Annie had a friend ask her who her 3 AM friend and I remember sitting there pausing thinking about how I would rather sit alone and suffer than feel like I was bothering someone by showing them my moment of weakness, by telling them that I needed them at that moment in my life and that they were the person that I knew could help me, even at 3 AM.
I recently came across a website, SoulScipt, and fell in love with the sweatshirt saying, “Your brokenness is welcome here.”
Instantly adds to cart.
SoulScript’s mission is “we give you the words when you have none. When you don’t know what to say to a friend walking through a miscarriage, hard season, breakup, health diagnosis, or anything else…. Let her know you love her, see her, and that even if you can’t take her pain away, you’re there for and with her”.
Mic drop moment right there!
Everything I felt, everything I was looking for in myself and others, was finally right in front of me, and I felt that in my soul. I know what it is like to feel as if I am suffering alone; I know what it is like to feel like there are just no words that can describe this moment in life; I know what it is like not to have the words to explain how broken you feel on the inside, and if you too are in a moment, if you too are broken… I am here.
Jordan Lee Dooley is the founder of SoulScript, and she states, “I walked through the hell of two pregnancy losses in a row and came face to face with my own brokenness in a way I'd never ever experienced. I noticed people often express their sympathy by saying, "I don't know what to say," or "There are no words." Jordan helps give all of us the words to say what we don’t know what to say finally, and I am thankful for that.

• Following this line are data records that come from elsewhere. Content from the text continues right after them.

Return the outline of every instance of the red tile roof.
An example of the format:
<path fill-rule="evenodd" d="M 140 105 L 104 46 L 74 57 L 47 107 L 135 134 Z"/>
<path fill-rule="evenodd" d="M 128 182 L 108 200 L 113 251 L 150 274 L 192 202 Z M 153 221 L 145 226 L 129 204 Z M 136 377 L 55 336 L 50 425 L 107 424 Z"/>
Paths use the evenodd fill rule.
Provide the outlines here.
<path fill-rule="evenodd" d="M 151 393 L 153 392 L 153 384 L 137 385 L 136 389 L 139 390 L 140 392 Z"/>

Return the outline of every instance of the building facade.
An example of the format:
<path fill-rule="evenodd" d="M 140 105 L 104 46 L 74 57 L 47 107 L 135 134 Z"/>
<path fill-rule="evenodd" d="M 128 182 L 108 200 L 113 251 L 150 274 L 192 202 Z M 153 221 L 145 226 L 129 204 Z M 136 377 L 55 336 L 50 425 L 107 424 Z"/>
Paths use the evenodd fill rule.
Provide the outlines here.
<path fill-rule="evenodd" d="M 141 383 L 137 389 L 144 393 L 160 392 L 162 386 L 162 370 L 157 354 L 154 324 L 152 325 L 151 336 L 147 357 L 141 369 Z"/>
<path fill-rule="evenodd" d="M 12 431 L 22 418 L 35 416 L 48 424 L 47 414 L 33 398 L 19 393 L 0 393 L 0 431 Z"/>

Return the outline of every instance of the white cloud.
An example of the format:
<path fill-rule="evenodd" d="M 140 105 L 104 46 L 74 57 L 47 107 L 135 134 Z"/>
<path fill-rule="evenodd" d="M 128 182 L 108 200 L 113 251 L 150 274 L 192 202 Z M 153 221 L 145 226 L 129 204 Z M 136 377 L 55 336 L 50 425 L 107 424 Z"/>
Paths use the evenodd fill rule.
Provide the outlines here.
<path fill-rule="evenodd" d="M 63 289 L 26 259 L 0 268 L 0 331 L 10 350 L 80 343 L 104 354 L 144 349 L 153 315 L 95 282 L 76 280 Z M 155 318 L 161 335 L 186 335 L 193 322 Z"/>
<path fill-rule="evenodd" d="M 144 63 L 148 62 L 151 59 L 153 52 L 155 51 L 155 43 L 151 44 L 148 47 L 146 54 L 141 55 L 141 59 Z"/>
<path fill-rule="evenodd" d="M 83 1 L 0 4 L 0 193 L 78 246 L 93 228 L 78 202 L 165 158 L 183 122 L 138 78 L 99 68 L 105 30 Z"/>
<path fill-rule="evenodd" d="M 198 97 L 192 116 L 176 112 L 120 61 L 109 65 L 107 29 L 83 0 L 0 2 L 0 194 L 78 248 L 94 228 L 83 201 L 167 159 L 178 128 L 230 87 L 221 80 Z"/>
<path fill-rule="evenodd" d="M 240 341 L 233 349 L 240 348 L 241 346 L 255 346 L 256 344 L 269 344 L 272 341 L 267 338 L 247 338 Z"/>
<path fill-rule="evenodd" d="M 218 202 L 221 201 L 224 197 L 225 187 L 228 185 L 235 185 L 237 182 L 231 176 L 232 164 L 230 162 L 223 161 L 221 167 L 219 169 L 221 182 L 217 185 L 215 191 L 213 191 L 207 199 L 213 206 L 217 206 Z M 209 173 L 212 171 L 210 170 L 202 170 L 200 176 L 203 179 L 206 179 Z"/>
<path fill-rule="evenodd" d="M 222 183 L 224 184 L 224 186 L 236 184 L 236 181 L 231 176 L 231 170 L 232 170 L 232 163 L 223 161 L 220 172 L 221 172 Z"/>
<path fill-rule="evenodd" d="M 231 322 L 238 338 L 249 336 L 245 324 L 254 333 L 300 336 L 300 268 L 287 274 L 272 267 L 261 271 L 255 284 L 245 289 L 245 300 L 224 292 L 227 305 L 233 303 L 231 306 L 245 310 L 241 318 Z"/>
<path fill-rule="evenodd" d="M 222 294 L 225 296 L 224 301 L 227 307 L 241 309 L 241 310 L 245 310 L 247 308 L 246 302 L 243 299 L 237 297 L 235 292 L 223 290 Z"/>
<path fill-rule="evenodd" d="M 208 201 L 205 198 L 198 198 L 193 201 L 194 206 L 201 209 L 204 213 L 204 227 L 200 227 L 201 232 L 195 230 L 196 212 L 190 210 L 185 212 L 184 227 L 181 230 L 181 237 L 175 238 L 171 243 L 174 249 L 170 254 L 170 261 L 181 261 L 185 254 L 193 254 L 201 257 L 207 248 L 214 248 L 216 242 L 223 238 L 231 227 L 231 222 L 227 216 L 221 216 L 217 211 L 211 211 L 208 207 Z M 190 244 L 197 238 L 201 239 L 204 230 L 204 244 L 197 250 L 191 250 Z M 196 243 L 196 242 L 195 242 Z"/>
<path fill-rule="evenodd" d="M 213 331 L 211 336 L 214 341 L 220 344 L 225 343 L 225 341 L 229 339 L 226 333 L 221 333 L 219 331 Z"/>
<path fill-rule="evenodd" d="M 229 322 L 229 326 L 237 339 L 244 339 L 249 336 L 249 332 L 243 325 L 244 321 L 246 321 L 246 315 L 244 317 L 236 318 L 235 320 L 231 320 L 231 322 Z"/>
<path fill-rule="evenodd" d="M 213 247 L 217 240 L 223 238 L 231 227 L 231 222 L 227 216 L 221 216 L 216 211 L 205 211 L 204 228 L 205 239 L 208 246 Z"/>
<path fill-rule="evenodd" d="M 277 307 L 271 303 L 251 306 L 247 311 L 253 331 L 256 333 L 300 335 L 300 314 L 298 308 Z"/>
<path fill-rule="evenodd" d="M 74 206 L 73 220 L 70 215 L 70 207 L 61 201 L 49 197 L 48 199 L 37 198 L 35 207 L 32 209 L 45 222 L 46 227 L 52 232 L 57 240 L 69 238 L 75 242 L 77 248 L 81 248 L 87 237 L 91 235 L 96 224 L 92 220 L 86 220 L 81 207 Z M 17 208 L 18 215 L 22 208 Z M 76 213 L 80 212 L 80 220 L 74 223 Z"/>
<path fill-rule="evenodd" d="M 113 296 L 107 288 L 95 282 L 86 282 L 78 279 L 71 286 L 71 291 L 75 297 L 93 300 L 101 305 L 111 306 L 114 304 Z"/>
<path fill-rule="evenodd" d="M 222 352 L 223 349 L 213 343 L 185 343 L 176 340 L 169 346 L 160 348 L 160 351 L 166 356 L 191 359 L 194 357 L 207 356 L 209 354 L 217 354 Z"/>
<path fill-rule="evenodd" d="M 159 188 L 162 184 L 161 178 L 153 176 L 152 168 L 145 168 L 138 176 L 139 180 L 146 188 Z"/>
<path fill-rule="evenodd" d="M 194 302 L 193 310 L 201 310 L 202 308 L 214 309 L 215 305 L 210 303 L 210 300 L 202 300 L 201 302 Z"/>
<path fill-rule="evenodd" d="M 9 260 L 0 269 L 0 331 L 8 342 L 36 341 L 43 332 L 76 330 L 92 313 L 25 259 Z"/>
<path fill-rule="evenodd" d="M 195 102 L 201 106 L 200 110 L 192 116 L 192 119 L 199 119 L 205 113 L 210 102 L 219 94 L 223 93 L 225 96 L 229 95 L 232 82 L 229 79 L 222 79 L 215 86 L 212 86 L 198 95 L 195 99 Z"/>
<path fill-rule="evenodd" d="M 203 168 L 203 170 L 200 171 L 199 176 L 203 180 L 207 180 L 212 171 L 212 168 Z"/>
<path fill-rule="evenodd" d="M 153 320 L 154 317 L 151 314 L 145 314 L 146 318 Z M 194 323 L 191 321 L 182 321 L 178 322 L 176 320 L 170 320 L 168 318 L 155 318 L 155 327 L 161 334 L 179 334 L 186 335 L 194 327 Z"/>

We all need a 3 AM friend; we all need to know that it is okay not to be okay. As you are reading this, I want you to know that “Your brokenness is welcome here” and that if you need someone, anyone at 3 AM, 3 PM, or anytime in between, I am here.
We will all have different firsts, and as we have children, they will all have different firsts. As a parent, we constantly remind each other that children will reach milestones at different times and that it is okay not to do something when everyone else is doing it, so why is it so hard to remember that as we age?
Adult firsts are a lot harder to handle, and many people may never be in your shoes or understand what you are going through, but what I have learned is that they will understand even less if you are not willing to let them in to see the true you in the first place.